Later military career

Neipperg commanded a corps in the Austrian army (called the Army of Naples) under Field Marshal Frederick Bianchi. Murat dispatched General Carrascosa with a division of Neapolitan troops to prevent Neipperg's corps linking up with Bianchi and the Austrian main body. Neipperg defeated Carrascosa at Scapezzano on 1 May 1815. The main Neapolitan force under Murat's command attacked Bianchi's smaller force, which was in a strong defensive position, at Tolentino on 2 May 1815. The attack was renewed on 3 May and the Neapolitan force was gaining an advantage over the Austrians, when Murat received news of Carrascosa's defeat. With the threat of Neipperg's large force approaching his flank, Murat had to order the Neapolitan army to withdraw, turning Tolentino from a potential Napoleonic victory into a defeat.

In 1815, Neipperg participated in the short occupation of France. In July 1815, as the Austrian army crossed the Rhone, he took command of the troops in the French departments of Gard, Ardèche and Hérault. He was under the supervision of Bianchi, commanding the Austrian army in the south of France. He lived in Nîmes and left the city with the rest of the troops on 14 September 1815.

Personal life

In 1806, Neipperg married Therese Josephine Walpurgis, Countess von Pola (1778–1815). Before her death on 23 April 1815, they had four sons:

  1. Count Alfred von Neipperg (1807–1865), who married Countess Giuseppina di Grisoni in 1835. After her death, he married Princess Marie Frederike Charlotte von Württemberg, daughter of King William I of Württemberg and Grand Duchess Catherine Pavlovna of Russia (a daughter of Tsar Paul I of Russia), in 1840.
  2. Count Ferdinand von Neipperg (1809–1843), who died unmarried.
  3. Count Gustav von Neipperg (1811–1850), who died unmarried.
  4. Count Erwin von Neipperg (1813–1897), who married Countess Henriette von Waldstein-Wartenberg in 1845. After her death, he married Princess Maria Rosa von Lobkowicz, in 1852.

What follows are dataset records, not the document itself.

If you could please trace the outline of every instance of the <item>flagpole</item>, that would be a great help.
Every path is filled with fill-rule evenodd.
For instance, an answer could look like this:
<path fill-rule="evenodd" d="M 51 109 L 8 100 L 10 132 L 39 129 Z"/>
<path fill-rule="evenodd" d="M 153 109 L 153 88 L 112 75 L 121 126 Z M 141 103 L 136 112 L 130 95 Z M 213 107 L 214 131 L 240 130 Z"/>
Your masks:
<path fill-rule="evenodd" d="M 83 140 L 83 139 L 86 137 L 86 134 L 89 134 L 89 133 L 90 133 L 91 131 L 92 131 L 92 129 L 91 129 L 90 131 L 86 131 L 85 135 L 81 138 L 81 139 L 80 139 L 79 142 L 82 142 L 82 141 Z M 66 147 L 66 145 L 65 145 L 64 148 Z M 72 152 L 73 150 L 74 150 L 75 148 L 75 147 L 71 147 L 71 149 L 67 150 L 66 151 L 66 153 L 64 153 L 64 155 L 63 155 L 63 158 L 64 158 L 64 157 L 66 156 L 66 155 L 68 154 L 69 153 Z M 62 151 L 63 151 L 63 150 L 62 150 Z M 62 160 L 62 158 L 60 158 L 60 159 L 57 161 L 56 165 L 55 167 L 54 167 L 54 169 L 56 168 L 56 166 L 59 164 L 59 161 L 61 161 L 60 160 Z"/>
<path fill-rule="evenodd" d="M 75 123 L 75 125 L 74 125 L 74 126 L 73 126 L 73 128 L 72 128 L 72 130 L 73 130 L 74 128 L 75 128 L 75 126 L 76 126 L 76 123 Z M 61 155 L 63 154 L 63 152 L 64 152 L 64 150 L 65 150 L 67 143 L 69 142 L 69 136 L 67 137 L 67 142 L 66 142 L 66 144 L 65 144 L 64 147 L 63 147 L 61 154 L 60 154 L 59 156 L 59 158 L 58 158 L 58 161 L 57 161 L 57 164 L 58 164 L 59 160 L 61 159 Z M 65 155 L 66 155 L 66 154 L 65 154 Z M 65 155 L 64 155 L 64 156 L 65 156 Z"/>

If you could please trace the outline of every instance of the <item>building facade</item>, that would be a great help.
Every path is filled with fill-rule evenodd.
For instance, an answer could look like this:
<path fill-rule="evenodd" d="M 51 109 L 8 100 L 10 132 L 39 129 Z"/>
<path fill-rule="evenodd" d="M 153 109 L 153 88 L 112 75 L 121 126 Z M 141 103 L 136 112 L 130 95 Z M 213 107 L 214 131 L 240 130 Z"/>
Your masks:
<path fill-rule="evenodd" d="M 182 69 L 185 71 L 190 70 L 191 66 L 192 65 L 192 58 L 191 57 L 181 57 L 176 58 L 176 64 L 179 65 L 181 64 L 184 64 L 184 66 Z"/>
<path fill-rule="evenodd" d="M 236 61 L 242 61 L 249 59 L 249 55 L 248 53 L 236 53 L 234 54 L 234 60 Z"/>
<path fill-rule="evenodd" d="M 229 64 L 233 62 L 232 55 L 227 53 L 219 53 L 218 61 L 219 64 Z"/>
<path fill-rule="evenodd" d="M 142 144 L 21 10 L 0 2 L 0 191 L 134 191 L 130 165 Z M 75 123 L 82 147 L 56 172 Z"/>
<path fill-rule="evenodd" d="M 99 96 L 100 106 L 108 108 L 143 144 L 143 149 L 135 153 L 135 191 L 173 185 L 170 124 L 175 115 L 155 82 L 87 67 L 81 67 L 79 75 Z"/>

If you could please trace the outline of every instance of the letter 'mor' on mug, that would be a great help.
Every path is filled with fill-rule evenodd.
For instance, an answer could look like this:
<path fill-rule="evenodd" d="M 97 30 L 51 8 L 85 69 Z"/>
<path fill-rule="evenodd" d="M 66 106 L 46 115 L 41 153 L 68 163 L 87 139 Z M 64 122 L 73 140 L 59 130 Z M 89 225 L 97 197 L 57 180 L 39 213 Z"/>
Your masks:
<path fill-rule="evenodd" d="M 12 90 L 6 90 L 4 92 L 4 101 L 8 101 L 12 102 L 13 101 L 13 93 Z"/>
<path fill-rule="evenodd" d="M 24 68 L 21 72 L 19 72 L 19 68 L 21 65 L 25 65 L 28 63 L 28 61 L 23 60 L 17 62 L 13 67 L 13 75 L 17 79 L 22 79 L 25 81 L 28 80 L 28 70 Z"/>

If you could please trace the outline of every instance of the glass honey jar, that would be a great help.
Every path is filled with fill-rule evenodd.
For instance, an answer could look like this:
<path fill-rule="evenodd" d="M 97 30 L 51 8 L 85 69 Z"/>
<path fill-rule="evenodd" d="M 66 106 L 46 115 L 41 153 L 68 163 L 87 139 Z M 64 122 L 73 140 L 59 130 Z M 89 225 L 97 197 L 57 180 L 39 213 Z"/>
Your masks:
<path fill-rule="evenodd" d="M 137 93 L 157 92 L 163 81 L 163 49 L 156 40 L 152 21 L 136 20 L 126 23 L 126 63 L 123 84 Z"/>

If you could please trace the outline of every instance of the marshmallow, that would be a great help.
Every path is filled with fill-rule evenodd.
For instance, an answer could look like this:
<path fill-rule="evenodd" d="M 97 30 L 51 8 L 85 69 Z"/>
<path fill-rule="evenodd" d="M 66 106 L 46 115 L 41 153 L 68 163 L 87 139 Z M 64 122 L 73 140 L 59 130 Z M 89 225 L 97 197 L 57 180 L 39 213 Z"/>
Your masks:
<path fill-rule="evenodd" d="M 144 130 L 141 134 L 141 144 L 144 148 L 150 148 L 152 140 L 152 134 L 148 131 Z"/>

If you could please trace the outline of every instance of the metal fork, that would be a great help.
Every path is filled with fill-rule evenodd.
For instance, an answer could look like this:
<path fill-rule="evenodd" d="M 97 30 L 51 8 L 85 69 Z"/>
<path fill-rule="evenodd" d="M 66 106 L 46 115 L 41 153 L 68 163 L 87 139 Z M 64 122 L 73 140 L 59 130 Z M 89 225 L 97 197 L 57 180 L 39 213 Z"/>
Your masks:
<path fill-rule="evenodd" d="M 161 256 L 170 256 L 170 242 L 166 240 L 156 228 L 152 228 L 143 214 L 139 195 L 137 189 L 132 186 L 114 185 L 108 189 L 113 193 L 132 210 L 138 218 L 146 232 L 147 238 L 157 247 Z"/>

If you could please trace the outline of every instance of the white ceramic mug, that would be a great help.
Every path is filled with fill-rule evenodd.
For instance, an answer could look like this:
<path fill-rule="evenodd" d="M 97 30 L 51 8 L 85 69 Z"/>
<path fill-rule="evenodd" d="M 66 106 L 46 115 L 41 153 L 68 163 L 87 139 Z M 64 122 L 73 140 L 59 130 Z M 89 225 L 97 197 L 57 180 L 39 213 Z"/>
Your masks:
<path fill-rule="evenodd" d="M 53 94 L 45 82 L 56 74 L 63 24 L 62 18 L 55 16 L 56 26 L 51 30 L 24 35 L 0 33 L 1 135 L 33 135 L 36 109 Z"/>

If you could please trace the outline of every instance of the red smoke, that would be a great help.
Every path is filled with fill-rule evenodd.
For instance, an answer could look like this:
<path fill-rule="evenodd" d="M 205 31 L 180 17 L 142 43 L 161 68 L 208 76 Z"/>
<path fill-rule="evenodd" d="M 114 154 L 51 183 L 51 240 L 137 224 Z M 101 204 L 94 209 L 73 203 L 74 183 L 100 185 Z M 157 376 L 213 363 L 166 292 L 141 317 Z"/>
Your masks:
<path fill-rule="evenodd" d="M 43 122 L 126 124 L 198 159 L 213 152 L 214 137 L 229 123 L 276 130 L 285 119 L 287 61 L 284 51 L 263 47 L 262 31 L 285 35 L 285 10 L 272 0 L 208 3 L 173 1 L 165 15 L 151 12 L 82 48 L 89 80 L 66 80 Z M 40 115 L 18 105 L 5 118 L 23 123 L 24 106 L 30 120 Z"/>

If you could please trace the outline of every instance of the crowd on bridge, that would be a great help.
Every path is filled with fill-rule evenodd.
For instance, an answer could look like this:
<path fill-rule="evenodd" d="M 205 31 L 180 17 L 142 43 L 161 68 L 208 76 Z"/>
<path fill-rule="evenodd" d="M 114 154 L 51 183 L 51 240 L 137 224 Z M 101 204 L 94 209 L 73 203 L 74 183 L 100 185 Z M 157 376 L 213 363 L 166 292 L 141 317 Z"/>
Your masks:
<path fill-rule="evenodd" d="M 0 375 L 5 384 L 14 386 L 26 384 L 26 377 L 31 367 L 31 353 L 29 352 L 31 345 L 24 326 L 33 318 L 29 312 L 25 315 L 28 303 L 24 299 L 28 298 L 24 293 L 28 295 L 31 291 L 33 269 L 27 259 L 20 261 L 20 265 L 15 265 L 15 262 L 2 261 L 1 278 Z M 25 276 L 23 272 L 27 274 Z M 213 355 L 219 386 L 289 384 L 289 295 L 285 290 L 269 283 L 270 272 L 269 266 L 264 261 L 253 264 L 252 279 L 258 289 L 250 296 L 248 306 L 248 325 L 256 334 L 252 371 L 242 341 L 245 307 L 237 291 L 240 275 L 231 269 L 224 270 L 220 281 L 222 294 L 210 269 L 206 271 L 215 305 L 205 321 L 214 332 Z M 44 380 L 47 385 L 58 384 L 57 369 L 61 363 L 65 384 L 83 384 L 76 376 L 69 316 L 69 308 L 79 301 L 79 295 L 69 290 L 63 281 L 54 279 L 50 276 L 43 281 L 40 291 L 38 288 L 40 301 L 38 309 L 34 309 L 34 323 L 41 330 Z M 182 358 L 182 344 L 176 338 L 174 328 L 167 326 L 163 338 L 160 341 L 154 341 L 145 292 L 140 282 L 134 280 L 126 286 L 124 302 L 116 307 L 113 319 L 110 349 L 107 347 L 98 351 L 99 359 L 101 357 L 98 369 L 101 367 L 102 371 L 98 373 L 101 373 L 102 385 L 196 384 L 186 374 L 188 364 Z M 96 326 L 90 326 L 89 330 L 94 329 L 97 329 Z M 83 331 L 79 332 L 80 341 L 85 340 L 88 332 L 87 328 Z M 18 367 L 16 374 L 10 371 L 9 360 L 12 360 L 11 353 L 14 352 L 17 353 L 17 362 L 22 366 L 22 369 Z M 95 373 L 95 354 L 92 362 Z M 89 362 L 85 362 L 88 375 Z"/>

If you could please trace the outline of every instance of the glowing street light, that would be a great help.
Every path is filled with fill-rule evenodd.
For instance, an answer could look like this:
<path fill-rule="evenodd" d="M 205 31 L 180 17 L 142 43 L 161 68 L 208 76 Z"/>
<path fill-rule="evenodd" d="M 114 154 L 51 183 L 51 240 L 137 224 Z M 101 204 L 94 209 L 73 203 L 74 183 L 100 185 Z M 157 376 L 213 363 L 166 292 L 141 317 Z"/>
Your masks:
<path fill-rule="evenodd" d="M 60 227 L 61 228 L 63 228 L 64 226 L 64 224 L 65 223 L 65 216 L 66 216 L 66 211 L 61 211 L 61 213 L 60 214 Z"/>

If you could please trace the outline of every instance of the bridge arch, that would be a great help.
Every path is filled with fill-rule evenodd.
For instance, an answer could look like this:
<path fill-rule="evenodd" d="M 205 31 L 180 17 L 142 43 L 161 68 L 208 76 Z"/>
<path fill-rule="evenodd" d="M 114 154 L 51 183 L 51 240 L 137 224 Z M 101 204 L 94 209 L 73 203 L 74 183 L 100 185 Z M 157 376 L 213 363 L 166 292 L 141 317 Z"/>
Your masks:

He was succeeded in the headship of the House of Neipperg by his eldest son Alfred who died childless and his brother Erwin followed him. The male heirs of this senior line of counts still live at Schwaigern in Germany. The present head of the house, Karl-Eugen, Count von Neipperg (born 1951), is the husband of Archduchess Andrea von Habsburg.

Second marriage

In August 1814, he was instructed to escort Napoleon's wife, the Empress Marie-Louise, to Aix-les-Bains to take the waters. However, the true purpose of his mission was to prevent the Empress from joining Napoleon in exile in Elba. Neipperg, who had understood this perfectly, was rumored to have told his mistress in Milan: "Inside of six months I shall be her lover, and soon her husband".[3] The quote is most likely apocryphal, and at any rate, he did not need that long, as the Empress soon became his lover and talk of Elba never arose again.[4]

Four months after the death of Napoleon I in 1821, he married Marie-Louise in a morganatic marriage. She had become sovereign Duchess of Parma, Piacenza and Guastalla, styled Maria-Luigia di Parma, in the final act of the Congress of Vienna on 9 June 1815. From this union, four children were born, the first two before the marriage, whilst Marie-Louise was still legally married to Napoleon:

  1. Countess Albertine di Montenuovo (Italian translation of Neipperg) (1817–1867), who married Luigi Sanvitale, Count di Fontanellato, in 1833.
  2. William Albert, Count, then 1st Prince von Montenuovo (1819–1895), who married Countess Juliana Batthyány von Németújvár, in 1850.
  3. Countess Mathilde di Montenuovo (b. 1822), who died young.

Neipperg died in Parma on 22 February 1829 of a heart condition. His descendants with the Duchess Maria-Luigia, the Princes von Montenuovo, intermarried with the Austro-Hungarian nobility and served as courtiers and diplomats at the Imperial Hofburg in Vienna, dying out in the male line in 1951.

Sources

Notes and References

  1. Wurzbach, Constantin (1869), Biographisches Lexikon des Kaiserthums Oesterreich, Universitätsbibliothek Graz, Vol. 20, pp. 146-152.
  2. Jaromir Hirtenfeld: Der Militär-Maria-Theresien-Orden und seine Mitglieder (1857) Vol 2 pp.1124-5
  3. Geer, Walter (1925), Napoleon and Marie-Louise; the fall of the empire, New York, Brentano's, p.315.
  4. von Wertheimer, Edouard (1902), The Duke of Reichstadt (Napoleon the Second), London, Ballantyne & Co., p.120.